We wanted to explore more of the island of Evia so we continued north west with the northeasterly breeze helping us along. Evia is the second largest island in Greece (Crete being the largest) and is over 100 miles long and is accessible by road from the mainland at its central point, Chalkis, which is also its capital. Evia feels somewhat off the beaten track and visited mainly by Greeks. It’s also not on any yacht charter itinerary so the bays and town quays are quieter, even in August, which is always a bonus! Anyway, we sailed as far as we could before going into the small town of Panagia at the top of a very long bay. It took us an hour to get all the way up to the top of the bay as wind and waves were against us. We were experiencing 25 to 30 knot gusts and, of course, it was at the upper end just as we were taking the sails down! As we arrived, the wind abated a bit and we motored up onto the town quay. We only had to pay for water and electricity so we filled our tanks and washed the salt of Nimmie with gusto. Panagia is a lovely place with only 100 or so permanent residents but hundreds more pour in from the daily ferries.

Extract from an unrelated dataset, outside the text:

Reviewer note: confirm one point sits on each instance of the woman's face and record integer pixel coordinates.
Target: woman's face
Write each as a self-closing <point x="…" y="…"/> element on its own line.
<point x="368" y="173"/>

It had a good supermarket, a butcher whose shop was over the meat restaurant he supplied, a public beach, bars and restaurants. Perfect for a stay of a few days. It was Friday night by now and we found out that the bars didn’t close until two in the morning so earplugs were required to get a night’s sleep. We left Panagia at lunchtime on Sunday to continue 30nm northwards to the capital, Chalkis, as we wanted to hire a car to see the island properly. We only managed to sail for an hour or so when the wind died as the middle part of the Evia channel is well protected by the surrounding mountains.
We went under the new road bridge on the outskirts of Chalkis. It doesn’t seem to matter how high you know the bridge to be (36 metres in this case), you still worry you’ll hit it! We arrived around 6pm to find that the marina was full so we anchored off. The town itself is not pretty and the sea is very shallow with its own eddies and currents. It’s more like a swamp than a sea so it also had killer mosquitoes. Liz was bitten several times before we had even finished sorting the boat out after anchoring so we had kind of decided we didn’t like the place. We also weren’t comfortable leaving Nimmie at anchor for two days whilst we explored so we abandoned our plans and came back south the next day using the northerly winds to have a cracking sail back down. This time we went back to the Petali Islands but anchored in a different bay on Nisos Xero. Again, we had golden sands, turquoise water and even spotted some coral.
That brings us to today. We thought we would try and get into the other main town, Karystos, on the south of Evia and hire a car whilst we wait for a weather window to get back across to Lavrion. Another ‘lively’ sail with 30 knots of wind and building seas but once we entered the harbour all was much calmer. We just had 18 knots of cross wind to content with as we moored up. We will now stay here for a few days, tucked safely in against the strong winds forecast and try and find some transport to see this part of the island (all the cars have apparently been reserved although to be fair, there is only one car rental place in this very sleepy town!).